Benchmarking with PkgBenchmark.jl



Can you please share your workflow with PkgBenchmark.jl?

From what I understood in the README, we are supposed to manually run the benchmarks locally and compare the results between two commits/branches. I wonder how do you benchmark the master branch against the latest tagged version of your package and how do you automate this process.


I tried using the package, but given all the issues I had, I decided to eliminate PkgBenchmark.jl from my project.

Is there any well-maintained alternative for performance regression tests in Julia?


I don’t know of any, but would like to see this kind of stuff as part of Base’s testing functionality. Having this specifically be standardized across packages would be very useful given how performance obsessed Julia is.


I fully agree @ChrisRackauckas, we need this to be part of Base.Test.


Benchmarking infrastructure is quite large and complicated and not going to be added to Base. It may be added as a distributed-by-default package at some point once we have infrastructure for that. BenchmarkTools would be a good addition to JuliaPro as well. But the trend is towards taking code out of Base for 1.0 so the core language can be stable but external libraries can still be developed more flexibly. BenchmarkTools is widely used and well-maintained enough that it’s effectively standardized. If you’re unhappy with how well maintained PkgBenchmark is, either contribute to the package or to a replacement. Better tooling for package developers is important, but not something that the people working on the core language can dedicate a lot of attention to before 1.0.


Thank you @tkelman, I agree with what you said. It doesn’t necessarily need to be in Base, but we definitely need a standardized documented process for regression tests in Julia.

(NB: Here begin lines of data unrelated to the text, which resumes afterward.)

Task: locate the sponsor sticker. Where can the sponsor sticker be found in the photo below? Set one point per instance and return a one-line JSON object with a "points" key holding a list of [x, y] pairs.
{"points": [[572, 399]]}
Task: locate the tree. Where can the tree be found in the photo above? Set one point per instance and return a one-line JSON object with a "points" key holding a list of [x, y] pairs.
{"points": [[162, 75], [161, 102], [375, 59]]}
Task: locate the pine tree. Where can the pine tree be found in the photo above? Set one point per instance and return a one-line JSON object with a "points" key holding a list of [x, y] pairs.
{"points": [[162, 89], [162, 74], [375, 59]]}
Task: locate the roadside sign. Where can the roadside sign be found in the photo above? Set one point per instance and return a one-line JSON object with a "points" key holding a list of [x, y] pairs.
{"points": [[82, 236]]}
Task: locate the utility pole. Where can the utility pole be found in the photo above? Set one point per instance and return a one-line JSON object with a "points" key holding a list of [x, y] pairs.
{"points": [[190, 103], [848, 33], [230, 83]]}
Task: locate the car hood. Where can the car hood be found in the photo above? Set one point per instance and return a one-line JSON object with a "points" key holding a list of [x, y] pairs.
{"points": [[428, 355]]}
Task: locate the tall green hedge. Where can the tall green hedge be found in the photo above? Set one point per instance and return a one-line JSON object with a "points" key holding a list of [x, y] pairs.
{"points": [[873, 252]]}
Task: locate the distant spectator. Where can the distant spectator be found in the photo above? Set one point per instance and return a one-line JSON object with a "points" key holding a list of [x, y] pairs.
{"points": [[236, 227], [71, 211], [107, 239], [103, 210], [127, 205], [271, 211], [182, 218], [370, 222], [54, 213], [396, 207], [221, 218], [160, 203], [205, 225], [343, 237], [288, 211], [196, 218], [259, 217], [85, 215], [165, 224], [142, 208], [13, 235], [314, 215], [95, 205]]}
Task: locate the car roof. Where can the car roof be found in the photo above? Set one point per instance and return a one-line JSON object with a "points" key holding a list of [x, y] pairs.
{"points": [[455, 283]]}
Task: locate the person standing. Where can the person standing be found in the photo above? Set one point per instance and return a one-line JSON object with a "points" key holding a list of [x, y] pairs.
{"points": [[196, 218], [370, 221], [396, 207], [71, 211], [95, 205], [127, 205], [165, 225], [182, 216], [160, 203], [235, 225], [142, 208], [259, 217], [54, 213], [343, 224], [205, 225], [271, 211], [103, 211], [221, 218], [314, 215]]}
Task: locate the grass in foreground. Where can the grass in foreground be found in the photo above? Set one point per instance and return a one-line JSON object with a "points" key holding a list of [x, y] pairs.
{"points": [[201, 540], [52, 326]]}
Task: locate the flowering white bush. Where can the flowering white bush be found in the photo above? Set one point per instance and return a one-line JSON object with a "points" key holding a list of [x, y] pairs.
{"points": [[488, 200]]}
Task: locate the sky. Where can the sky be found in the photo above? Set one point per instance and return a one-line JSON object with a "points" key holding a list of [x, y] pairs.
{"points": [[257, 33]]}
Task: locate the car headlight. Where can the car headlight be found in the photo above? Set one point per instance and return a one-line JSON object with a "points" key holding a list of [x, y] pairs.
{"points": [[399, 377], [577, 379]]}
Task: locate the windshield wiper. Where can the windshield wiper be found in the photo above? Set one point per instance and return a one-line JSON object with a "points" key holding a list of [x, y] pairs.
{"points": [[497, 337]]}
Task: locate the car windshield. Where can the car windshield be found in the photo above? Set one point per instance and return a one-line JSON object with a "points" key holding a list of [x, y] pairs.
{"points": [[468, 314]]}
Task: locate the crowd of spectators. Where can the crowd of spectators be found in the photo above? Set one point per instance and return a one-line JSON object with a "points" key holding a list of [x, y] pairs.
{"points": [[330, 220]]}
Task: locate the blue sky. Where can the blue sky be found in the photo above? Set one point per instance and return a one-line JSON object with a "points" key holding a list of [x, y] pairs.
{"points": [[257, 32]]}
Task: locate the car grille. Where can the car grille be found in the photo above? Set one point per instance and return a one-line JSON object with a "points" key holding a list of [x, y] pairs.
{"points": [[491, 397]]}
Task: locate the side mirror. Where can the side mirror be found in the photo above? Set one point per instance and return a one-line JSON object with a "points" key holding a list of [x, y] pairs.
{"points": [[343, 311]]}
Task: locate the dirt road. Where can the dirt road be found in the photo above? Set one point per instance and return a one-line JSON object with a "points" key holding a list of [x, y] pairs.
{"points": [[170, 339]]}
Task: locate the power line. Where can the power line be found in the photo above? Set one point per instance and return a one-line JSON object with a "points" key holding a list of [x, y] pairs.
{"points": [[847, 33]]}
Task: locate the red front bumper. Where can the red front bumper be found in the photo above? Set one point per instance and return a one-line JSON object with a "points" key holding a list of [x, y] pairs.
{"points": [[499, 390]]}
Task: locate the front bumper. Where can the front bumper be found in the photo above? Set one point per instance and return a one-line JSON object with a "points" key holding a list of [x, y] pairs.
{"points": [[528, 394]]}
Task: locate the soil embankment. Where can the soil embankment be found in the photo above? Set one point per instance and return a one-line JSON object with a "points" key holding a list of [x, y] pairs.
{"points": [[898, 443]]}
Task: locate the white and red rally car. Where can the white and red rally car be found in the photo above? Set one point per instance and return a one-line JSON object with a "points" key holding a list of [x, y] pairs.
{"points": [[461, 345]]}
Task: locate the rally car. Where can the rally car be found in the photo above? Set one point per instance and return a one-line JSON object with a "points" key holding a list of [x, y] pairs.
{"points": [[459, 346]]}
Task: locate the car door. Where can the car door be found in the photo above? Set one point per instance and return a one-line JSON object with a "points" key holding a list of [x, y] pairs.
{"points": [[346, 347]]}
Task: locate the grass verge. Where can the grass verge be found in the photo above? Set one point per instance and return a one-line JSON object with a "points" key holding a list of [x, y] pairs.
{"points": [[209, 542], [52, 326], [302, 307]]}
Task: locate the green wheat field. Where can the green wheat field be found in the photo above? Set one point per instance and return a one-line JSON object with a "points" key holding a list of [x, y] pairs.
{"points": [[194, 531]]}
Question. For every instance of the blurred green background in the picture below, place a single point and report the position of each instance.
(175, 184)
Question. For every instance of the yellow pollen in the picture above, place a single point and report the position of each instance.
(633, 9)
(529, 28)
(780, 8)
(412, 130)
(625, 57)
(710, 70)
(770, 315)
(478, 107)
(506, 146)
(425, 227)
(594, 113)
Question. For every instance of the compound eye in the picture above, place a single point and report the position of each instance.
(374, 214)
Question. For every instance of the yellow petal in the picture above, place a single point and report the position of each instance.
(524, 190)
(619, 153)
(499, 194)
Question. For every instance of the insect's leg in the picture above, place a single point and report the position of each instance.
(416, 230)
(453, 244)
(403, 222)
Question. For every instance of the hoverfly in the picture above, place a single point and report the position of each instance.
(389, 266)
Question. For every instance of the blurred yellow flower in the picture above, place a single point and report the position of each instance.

I am also a bit unhappy with the current state of package benchmarking tools. I’ll try get some work done on it, either as a new package or as PRs to the existing one in the coming weeks.


Perhaps this functionality could go into PkgDev at some future point? It does seem like having some quasi-standard package benchmarking system would be useful.


BenchmarkTools.jl is great and serves its purpose perfectly, but what seems to be missing is Nanosoldier in packages.

Yes, that exists, but it would be nice if packages could easily get setup with something like that. You can’t expect every contributor to know how to look for performance regressions, and so this is something I think would be essential for maintaining Julia packages. That said, I have no idea how Nanosoldier actually works and how it affects CI times (does it also run on Travis?), so this is just a suggestion without an actual plan. I would just like it to be easy for me or anyone else to be able to check timings before/with PRs, since just making sure a package works isn’t enough for packages where performance matters (yes, right now you can do things like @elapsed and check the timing, but that gets crazy because you have to account for different computers like Travis being really slow, and tuning those kinds of tests never seemed to work).


That’s what we are talking about here e.g. PkgBenchmark.jl


But does anyone have that setup? I’ve never actually seen it in use, and I’ve never been able to find out how to use it myself.


I’m pretty sure that Nanosoldier is a dedicated benchmarking server (and the corresponding package is specific to that server, and the Base benchmarks). Ideally we could use PkgBenchmark to create a similar setup anywhere, but that doesn’t seem to be possible at the moment.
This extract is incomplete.